This is What Clam Chowder Udon Looks Like

Earlier this week I had a chance to fly out to Cleveland, Ohio for Certified Angus Beef’s 2012 Culinary Ideation and Trends Session. The post for all that is coming soon, but while I was there, I also caught wind of at least one food item I never thought I would hear about, ever.

I im’ed my editor immediately:

“Clam. Chowder. Udon.”

This explosion of East meets . . . further . . . East comes from Cleveland-based restaurant Noodlecat, which opened in August 2011. Branded as a “slurpalicious Japanese-American mash-up from Chef Jonathon Sawyer,” much of Noodlecat’s menu looks like what happens when a college student decides to go to culinary school and comes back to make the exact same foods he made before, only a million times better.

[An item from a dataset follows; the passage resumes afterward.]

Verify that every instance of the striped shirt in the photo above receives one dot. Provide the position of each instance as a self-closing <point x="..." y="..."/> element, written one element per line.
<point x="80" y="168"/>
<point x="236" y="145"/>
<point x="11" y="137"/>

To be honest, the whole menu is jaw-dropping, so expect this to turn into a continuing series of posts, but to kick us off, the Clam Chowder Udon pictured above is a fusion-inspired soup made with udon noodles, potatoes, onions, celery and bacon, in a creamy clam and bonito broth.

Truth be told, the official menu actually says the bacon is “optional,” but if you’re a regular Foodbeast reader, you should know by now that bacon is never optional. And if you’re a regular Foodbeast reader from Ohio, neither is paying Noodlecat a visit. Like, right now.